The objective of this notebook is answer the following four questions:

- what are the most used programing languages in 2020 and which programing languages are most desired by developers for 2020? 
-  What are the most popular database environments used in 2020? and which databases are developers most interested in learning for 2021?
-  what are the most popular web frameworks for 2020? What web frame works are developers most interested in learning for next year?
- What are the most popular libraries/frameworks for developers in 2020? Which libraries and frameworks are developers most interested in learning for next year? 

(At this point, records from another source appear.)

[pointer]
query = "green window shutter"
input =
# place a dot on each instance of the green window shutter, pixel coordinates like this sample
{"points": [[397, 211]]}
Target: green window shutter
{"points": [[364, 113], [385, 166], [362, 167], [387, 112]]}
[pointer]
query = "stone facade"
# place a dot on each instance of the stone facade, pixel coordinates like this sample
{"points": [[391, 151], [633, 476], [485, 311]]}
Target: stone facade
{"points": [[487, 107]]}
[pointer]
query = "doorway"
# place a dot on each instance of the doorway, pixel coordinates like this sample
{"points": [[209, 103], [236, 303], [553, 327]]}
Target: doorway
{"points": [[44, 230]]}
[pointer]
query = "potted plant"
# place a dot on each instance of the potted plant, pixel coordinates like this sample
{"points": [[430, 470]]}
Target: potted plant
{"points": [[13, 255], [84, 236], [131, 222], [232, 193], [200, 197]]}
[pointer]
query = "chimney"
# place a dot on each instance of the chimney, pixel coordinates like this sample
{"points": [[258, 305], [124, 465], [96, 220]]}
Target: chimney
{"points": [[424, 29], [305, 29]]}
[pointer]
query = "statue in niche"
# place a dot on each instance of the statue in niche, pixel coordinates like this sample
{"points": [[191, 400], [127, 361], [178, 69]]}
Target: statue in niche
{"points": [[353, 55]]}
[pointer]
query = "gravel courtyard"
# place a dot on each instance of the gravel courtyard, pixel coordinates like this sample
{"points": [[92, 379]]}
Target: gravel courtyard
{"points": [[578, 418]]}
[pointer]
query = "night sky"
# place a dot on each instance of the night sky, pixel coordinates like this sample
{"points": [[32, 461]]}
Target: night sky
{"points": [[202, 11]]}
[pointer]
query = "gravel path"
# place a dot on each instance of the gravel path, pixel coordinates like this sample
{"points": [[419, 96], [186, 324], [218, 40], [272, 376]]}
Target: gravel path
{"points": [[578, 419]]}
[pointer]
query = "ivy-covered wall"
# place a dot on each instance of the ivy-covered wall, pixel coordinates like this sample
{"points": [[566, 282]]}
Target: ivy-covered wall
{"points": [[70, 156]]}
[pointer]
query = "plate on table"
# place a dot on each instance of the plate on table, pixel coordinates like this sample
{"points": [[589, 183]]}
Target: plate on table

To answer the above questions, we explore the 2020 Stack Overflow Annual Developer Survey. The survey has over 65,000 responses from across 180 countries. 

In [1]:
import numpy as np
import pandas as pd
import matplotlib.pyplot as plt
from collections import defaultdict

In [2]:
import altair as alt

In [3]:
df = pd.read_csv('./developer_survey_2020/survey_results_public.csv')
schema_df = pd.read_csv('./developer_survey_2020/survey_results_schema.csv',encoding= 'unicode_escape')

In [4]:
df.head()

Unnamed: 0,Respondent,MainBranch,Hobbyist,Age,Age1stCode,CompFreq,CompTotal,ConvertedComp,Country,CurrencyDesc,...,SurveyEase,SurveyLength,Trans,UndergradMajor,WebframeDesireNextYear,WebframeWorkedWith,WelcomeChange,WorkWeekHrs,YearsCode,YearsCodePro
0,1,I am a developer by profession,Yes,,13,Monthly,,,Germany,European Euro,...,Neither easy nor difficult,Appropriate in length,No,"Computer science, computer engineering, or sof...",ASP.NET Core,ASP.NET;ASP.NET Core,Just as welcome now as I felt last year,50.0,36,27.0
1,2,I am a developer by profession,No,,19,,,,United Kingdom,Pound sterling,...,,,,"Computer science, computer engineering, or sof...",,,Somewhat more welcome now than last year,,7,4.0
2,3,I code primarily as a hobby,Yes,,15,,,,Russian Federation,,...,Neither easy nor difficult,Appropriate in length,,,,,Somewhat more welcome now than last year,,4,
3,4,I am a developer by profession,Yes,25.0,18,,,,Albania,Albanian lek,...,,,No,"Computer science, computer engineering, or sof...",,,Somewhat less welcome now than last year,40.0,7,4.0
4,5,"I used to be a developer by profession, but no...",Yes,31.0,16,,,,United States,,...,Easy,Too short,No,"Computer science, computer engineering, or sof...",Django;Ruby on Rails,Ruby on Rails,Just as welcome now as I felt last year,,15,8.0


In [5]:
schema_df.head()

Unnamed: 0,Column,QuestionText
0,Respondent,Randomized respondent ID number (not in order ...
1,MainBranch,Which of the following options best describes ...
2,Hobbyist,Do you code as a hobby?
3,Age,What is your age (in years)? If you prefer not...
4,Age1stCode,At what age did you write your first line of c...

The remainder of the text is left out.